For people who might be thinking that Net Neutrality is an abstract, purely theoretical thing that will never impact them directly, we now have a very stark demonstration of exactly why and how it can become a matter of life and death.

From arstechnica:
A fire department whose data was throttled by Verizon Wireless while it was fighting California's largest-ever wildfire has rejected Verizon's claim that the throttling was just a customer service error and "has nothing to do with net neutrality."
[...]
Verizon yesterday acknowledged that it shouldn't have continued throttling Santa Clara County Fire Department's "unlimited" data service while the department was battling the Mendocino Complex Fire. Verizon said the department had chosen an unlimited data plan that gets throttled to speeds of 200kbps or 600kbps after using 25GB a month but that Verizon failed to follow its policy of "remov[ing] data speed restrictions when contacted in emergency situations."
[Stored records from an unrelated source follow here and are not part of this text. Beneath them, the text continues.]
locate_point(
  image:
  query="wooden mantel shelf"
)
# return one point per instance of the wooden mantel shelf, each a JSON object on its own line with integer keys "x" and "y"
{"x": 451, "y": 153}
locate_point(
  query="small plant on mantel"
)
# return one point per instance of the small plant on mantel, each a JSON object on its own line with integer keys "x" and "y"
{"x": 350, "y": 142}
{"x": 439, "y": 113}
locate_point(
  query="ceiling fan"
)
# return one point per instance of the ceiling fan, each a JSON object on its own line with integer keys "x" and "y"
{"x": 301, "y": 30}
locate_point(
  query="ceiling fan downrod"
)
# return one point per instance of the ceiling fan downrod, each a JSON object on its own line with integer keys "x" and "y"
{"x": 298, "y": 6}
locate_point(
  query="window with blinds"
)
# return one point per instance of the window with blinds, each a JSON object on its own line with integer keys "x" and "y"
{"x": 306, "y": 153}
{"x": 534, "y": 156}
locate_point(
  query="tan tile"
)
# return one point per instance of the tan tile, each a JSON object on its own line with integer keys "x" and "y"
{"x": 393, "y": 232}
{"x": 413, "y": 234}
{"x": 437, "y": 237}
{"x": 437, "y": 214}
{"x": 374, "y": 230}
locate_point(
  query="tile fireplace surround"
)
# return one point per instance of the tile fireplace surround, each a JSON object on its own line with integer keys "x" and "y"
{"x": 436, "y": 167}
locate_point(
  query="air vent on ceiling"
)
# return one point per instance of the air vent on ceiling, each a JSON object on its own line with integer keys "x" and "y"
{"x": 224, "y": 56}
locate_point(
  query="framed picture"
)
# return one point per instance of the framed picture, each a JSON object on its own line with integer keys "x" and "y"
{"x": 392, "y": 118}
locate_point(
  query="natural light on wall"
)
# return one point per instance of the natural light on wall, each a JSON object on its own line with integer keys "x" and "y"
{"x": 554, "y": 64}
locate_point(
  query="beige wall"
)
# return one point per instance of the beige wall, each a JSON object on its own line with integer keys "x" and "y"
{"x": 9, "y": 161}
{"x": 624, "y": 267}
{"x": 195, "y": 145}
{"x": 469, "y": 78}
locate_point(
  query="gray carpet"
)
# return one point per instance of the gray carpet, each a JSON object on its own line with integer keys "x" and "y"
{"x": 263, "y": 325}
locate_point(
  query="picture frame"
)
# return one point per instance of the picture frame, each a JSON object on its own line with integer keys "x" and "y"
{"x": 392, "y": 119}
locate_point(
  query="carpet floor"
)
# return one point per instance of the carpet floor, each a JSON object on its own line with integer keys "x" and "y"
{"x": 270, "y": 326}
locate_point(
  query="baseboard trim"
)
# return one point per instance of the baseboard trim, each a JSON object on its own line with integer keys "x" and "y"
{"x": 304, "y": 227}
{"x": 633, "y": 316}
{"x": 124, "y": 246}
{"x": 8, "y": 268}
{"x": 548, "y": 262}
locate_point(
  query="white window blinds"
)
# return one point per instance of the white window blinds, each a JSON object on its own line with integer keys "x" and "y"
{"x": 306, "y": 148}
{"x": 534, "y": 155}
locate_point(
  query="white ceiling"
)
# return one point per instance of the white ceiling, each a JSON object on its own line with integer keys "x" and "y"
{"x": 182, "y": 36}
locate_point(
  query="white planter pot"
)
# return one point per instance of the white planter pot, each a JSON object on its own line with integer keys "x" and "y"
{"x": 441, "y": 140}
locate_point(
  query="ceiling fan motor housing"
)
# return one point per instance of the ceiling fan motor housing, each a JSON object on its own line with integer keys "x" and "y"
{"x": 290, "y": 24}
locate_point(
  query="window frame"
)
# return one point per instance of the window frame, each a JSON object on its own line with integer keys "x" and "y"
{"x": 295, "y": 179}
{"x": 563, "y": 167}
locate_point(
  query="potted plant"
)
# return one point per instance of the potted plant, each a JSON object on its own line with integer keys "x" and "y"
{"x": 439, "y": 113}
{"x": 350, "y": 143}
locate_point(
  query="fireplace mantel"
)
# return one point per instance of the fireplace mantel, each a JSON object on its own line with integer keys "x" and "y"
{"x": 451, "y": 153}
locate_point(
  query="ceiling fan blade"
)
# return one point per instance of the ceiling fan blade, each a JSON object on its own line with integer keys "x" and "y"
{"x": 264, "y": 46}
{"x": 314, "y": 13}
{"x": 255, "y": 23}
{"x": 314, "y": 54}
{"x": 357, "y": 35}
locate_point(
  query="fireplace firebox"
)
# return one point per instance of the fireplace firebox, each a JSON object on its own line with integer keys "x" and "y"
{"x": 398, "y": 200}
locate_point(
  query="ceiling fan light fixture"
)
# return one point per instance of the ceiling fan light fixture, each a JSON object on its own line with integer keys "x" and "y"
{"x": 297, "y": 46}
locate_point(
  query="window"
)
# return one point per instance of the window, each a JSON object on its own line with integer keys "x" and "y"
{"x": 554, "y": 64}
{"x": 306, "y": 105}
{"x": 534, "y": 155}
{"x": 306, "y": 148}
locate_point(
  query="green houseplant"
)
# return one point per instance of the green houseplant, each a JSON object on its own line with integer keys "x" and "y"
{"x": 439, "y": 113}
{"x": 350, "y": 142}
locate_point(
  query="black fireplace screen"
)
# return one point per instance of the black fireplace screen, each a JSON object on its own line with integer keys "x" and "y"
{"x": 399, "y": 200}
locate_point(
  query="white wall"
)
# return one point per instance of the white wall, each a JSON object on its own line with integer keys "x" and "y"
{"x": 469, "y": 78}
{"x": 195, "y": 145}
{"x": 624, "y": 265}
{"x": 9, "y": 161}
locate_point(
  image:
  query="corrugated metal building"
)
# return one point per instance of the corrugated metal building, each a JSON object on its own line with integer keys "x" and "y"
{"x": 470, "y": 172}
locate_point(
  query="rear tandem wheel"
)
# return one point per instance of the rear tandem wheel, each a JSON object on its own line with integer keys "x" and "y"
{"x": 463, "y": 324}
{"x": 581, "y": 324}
"This was a customer support mistake" and not a net neutrality issue, Verizon said.
Santa Clara County disputed Verizon's characterization of the problem in a press release last night. "Verizon's throttling has everything to do with net neutrality—it shows that the ISPs will act in their economic interests, even at the expense of public safety," County Counsel James Williams said on behalf of the county and fire department. "That is exactly what the Trump Administration's repeal of net neutrality allows and encourages."
I haven't any reports linking Verizon's greed directly to any injuries or deaths, but it's not hard at all to imagine a number of ways that this could have gone horribly, horribly wrong:
The throttling affected a device on a fire department vehicle that is "deployed to large incidents as a command and control resource" and is used to "track, organize, and prioritize routing of resources from around the state and country to the sites where they are most needed," Fire Chief Anthony Bowden wrote in a court declaration. Internet access is crucial "for events like large fires which require the rapid deployment and organization of thousands of personnel and hundreds of fire engines, aircraft, and bulldozers," he wrote.
Worse yet? Verizon didn't end the throttling until "after County Fire subscribed to a new, more expensive plan." And that, folks, is some serious corporate bullshit. Seriously, fuck Verizon.